I led user research and product strategy for the Epocrates Provider Directory — transforming a low-engagement data dump into a smart referral tool by uncovering how physicians actually make referral decisions. The research reframed the product's entire value proposition.
Epocrates had access to a registry of all U.S. physicians (MDs and DOs) based on publicly available data — but the directory had been quickly tacked onto the mobile app with minimal design investment. Usage was low and there was little incentive for providers to engage with it. The data itself was unreliable and incomplete since it was based on public records.
The business wanted to turn this underperforming asset into a service that would increase engagement and time spent in the app. But no one had asked the fundamental question: what would actually make physicians want to use a provider directory?
The business hypothesis was that physicians would use the directory to look up other providers when making referrals. I led interviews with 8 healthcare providers — 90-minute semi-structured sessions with sacrificial concepts and structured activities — to understand how referrals actually work in practice.

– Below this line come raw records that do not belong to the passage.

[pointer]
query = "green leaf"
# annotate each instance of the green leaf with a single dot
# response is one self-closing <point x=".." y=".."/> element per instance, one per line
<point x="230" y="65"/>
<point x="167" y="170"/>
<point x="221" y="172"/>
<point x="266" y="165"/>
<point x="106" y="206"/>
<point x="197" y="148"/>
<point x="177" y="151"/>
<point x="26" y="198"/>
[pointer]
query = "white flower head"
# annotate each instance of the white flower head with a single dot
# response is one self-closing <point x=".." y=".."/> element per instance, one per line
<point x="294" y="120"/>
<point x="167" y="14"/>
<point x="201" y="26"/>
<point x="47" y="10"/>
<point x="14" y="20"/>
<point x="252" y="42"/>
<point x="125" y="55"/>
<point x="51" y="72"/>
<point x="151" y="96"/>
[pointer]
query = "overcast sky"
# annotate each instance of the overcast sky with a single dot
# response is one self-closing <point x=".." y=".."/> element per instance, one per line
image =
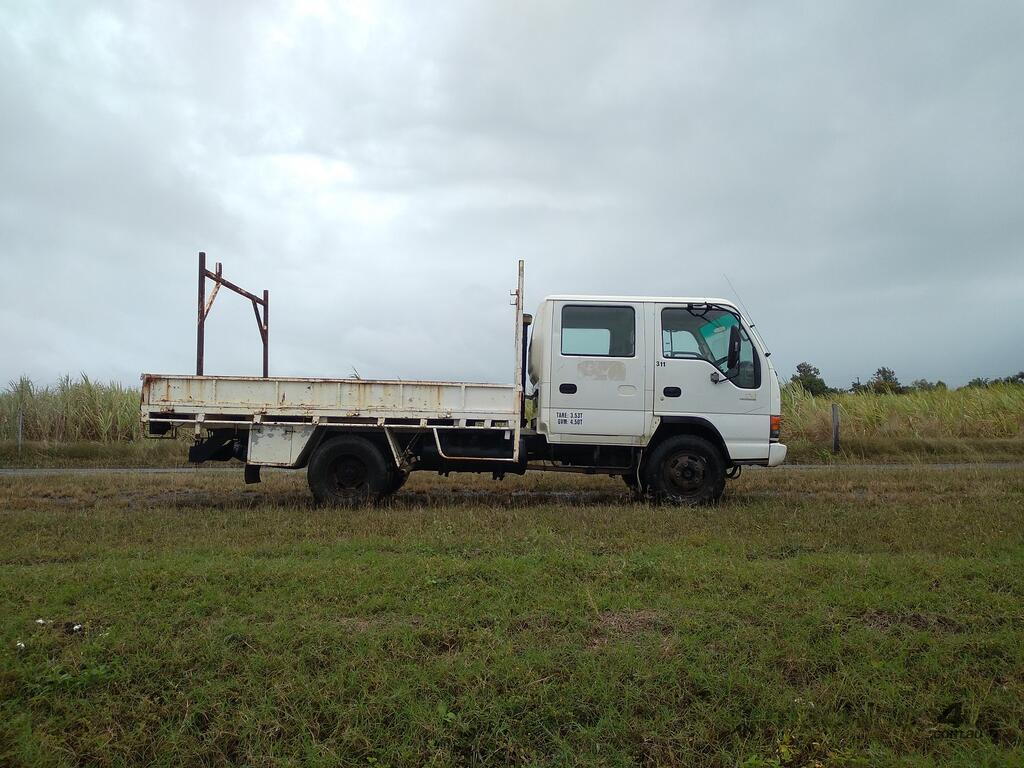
<point x="856" y="169"/>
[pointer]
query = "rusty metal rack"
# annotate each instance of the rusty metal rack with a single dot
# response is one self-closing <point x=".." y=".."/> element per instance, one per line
<point x="205" y="304"/>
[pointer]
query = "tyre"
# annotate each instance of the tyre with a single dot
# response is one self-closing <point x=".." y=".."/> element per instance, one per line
<point x="347" y="471"/>
<point x="686" y="470"/>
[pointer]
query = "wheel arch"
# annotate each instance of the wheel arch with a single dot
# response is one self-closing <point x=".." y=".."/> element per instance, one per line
<point x="325" y="434"/>
<point x="690" y="425"/>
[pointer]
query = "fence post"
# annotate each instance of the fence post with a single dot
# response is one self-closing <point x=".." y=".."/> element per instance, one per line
<point x="835" y="427"/>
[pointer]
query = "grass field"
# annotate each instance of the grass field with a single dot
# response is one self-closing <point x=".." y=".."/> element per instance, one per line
<point x="820" y="616"/>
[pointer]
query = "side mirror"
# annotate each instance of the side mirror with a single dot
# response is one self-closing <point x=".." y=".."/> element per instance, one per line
<point x="734" y="342"/>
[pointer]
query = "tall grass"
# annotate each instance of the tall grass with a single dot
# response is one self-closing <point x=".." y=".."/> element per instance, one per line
<point x="995" y="412"/>
<point x="81" y="411"/>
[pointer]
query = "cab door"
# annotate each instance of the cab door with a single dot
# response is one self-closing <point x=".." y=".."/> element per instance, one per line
<point x="598" y="370"/>
<point x="692" y="345"/>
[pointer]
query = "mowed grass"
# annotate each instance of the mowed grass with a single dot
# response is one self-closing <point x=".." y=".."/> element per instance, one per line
<point x="818" y="616"/>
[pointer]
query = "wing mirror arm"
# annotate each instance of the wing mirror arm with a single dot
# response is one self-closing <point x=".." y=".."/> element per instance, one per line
<point x="732" y="360"/>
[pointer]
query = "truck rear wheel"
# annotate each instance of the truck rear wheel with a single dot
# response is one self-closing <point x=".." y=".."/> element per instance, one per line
<point x="348" y="470"/>
<point x="686" y="470"/>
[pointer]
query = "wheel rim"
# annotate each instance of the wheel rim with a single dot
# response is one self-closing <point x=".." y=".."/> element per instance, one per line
<point x="684" y="472"/>
<point x="349" y="474"/>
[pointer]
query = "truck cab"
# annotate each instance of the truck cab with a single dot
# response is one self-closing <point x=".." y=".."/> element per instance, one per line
<point x="636" y="371"/>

The findings reframed the problem entirely. Physicians mostly refer within their own healthcare system to maintain care continuity and access to patient notes. When they do refer outside their network, it requires significant detective work — and they often resort to Google or Yelp, just like their patients, scanning for bedside manner, wait times, and office staff behavior.
I translated the research into a framework of seven questions physicians ask when making a referral: Will I get their notes? Can I trust them? Can they help my patient? Will they see my patient? Can my patient get to them? Can they see my patient soon? Will my patient relate to them? Each question mapped to specific data and technology that could answer it — creating a clear product roadmap grounded in real clinical workflows.
Rather than simply improving the existing directory UI, I recommended a fundamental shift. First, leverage athenahealth's EHR integration to automatically use patient data (insurance, location) as inputs for smart referral recommendations — making the tool contextually useful at the point of care. Second, expand beyond MDs and DOs to include the providers physicians actually need to refer to: psychologists, physical therapists, and institutions. Third, enrich the directory with additional data sources like experience data from insurance claims and patient reviews.
The recommendations were incorporated into a broader effort to reimagine the end-to-end Epocrates mobile experience. I designed an MVP that delivered immediate value while phasing in the more ambitious features — EHR-powered smart matching, enriched provider profiles with experience data and reviews — as a future roadmap.
Research findings fundamentally changed the product direction — from improving a static directory to building a context-aware referral tool integrated with clinical workflows.
The referral decision framework became the foundation for a phased product roadmap, aligning design investments with the questions physicians actually ask when making referral decisions.
The recommendations were adopted into the broader redesign of the Epocrates mobile experience, influencing product strategy beyond the original directory scope.